On commença par danser bien et dûment quelques quadrilles: mais la danse n'était pas la grande affaire de la soirée; l'entrain manquait visiblement, et l'on attendait avec impatience l'heure où le sort doit être consulté.

A onze heures, sous les auspices de madame Mérof, un immense bassin d'argent, d'un mètre environ de diamètre, fut apporté plein d'eau. Une corbeille l'accompagnait, pleine de coquilles de noix dorées. La moitié de ces coquilles portait une petite bougie de cire rose, et l'autre moitié des bougies de cire bleue.

Celles-ci représentaient les cavalier, les autres étaient pour les dames.

Chacun choisit une coquille inscrivit son nom au crayon sur un tout petit morceau de papier roulé qu'on glissa au fond, puis on lança la petite flottille sur le bassin, non sans avoir allumé les bougies; madame Mérof, avec un grand bâton d'ivoire remua trois fois l'eau du bassin, et les frêles embarcations se balancèrent sur l'onde agitée.

C'était un curieux spectacle que celui de toutes ces jeunes têtes penchées sur le bassin: il y avait là une douzaine de jeunes filles et autant de jeunes gens. En mère prudente, madame Mérof avait soigneusement trié ceux-ci: il n'en était aucun qui ne fût irréprochable. Ces jeux finissent trop souvent par des mariages pour que la plus grande prudence ne soit pas nécessaire. Mais la liberté relative que l'éducation russe laisse aux jeunes filles autorisait ce genre de divertissement, qui, sous les yeux d'une mère intelligente, ne pouvait pas être dangereux.

Les têtes brunes ou blondes, éclairées d'en bas par la lueur des petites bougies, suivaient attentivement les moindres oscillations des coquilles dorées qui devaient finir par s'aborder entre elles.
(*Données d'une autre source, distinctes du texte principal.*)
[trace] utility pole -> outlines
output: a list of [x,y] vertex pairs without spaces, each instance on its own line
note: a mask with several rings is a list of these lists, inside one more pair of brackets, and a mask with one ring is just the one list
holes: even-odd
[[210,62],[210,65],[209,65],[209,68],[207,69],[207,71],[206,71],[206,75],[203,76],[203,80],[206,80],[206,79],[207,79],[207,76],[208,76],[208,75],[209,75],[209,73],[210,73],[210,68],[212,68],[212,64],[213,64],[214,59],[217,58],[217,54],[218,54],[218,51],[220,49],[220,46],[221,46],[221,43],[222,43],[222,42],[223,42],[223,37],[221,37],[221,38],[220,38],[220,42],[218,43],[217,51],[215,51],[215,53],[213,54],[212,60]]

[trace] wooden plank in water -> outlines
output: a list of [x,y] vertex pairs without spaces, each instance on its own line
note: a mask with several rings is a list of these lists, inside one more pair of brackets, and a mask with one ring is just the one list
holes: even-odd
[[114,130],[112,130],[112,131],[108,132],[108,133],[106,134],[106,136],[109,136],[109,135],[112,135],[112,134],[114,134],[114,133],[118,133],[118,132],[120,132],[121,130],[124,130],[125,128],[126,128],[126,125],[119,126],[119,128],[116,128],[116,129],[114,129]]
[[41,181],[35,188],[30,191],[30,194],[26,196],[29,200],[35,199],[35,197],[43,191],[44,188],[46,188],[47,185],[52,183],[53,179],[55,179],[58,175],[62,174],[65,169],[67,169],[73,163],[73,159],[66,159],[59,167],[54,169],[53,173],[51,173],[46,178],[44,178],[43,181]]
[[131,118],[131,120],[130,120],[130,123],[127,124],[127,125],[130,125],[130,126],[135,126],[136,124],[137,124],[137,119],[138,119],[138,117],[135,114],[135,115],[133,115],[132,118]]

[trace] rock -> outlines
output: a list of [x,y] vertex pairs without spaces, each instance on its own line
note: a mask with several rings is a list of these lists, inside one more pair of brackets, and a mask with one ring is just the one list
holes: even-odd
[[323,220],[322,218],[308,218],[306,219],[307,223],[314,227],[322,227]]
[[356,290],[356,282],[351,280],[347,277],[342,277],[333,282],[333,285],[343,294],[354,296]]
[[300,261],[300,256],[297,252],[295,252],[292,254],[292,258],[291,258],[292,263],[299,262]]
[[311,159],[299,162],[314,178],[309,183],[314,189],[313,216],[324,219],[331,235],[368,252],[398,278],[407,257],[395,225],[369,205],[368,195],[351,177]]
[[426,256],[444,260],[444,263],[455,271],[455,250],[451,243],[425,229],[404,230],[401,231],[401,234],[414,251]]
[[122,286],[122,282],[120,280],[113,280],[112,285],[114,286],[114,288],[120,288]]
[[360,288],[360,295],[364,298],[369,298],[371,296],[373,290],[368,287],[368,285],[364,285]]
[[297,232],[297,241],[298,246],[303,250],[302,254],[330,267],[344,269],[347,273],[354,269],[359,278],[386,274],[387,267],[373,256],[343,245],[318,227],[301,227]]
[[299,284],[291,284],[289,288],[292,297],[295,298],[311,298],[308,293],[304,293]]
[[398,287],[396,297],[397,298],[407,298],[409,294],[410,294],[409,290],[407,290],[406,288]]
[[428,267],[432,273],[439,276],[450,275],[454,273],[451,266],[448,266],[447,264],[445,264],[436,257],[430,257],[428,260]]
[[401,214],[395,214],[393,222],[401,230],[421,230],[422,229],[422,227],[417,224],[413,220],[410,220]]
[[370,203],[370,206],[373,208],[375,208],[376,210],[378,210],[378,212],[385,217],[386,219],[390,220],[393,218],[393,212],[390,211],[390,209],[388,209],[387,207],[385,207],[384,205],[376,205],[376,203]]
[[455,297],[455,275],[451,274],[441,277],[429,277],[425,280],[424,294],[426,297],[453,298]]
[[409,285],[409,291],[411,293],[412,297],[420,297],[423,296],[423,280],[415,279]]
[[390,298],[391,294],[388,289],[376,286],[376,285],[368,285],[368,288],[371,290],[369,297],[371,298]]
Comme chacun suivait la sienne des yeux depuis la grande opération du lancement, il s'agissait de savoir si le hasard réunirait des indifférents ou des amis.

Toutes les fois qu'une bougie bleue en abordait une rose, c'étaient des rires, des cris, de joyeuses exclamations. Madame Mérof avait eu soin d'ajouter à la flottille qui représentait les assistants, une autre escadre de coquilles argentées qui portaient les noms de héros et d'héroïnes fameux dans l'histoire ou dans la légende. De la sorte, les allusions trop directes se trouvaient mitigées. On riait encore beaucoup plus lorsqu'une embarcation en accostait une autre de la même couleur; mais au bout de quelques minutes, Marianne déclara que "ce n'était pas sérieux". D'une main agile elle repêcha les héros et leurs compagnes, et ne laissa subsister que les embarcations sérieuses. Le jeu recommença, et l'assemblée redoubla d'attention.

A deux ou trois reprises, le hasard vint donner raison à quelques petits commérages, qui durant l'hiver avaient passé d'une oreille à l'autre. La barque d'un jeune porte enseigne se dirigeait avec tant d'opiniâtreté vers celle d'une cousine de Marianne, que tous les deux, devenus pivoine, ne purent se soustraire aux railleries de l'assistance.

Jusque-là, Marianne avait vu son esquif voguer solitaire. Lorsque les barques qui s'étaient abordées furent retirées et que l'espace élargi donna plus de jeu aux espérances superstitieuses, elle appuya ses mains sur le bord de la cuve, et regarda la manoeuvre d'un oeil attentif.

Une grosse coquille qui portait à l'arrière le pavillon du général Boum flottait au milieu du bassin; celle de Marianne allait l'aborder; elle leva les yeux et vit en face d'elle Véra qui souriait malicieusement. D'un geste mutin, elle plongea dans l'eau sa petite main chargée de bagues. Son esquif repoussé violemment alla heurter à l'autre bord une coquille solitaire qui n'avait guère prit part à ce divertissement.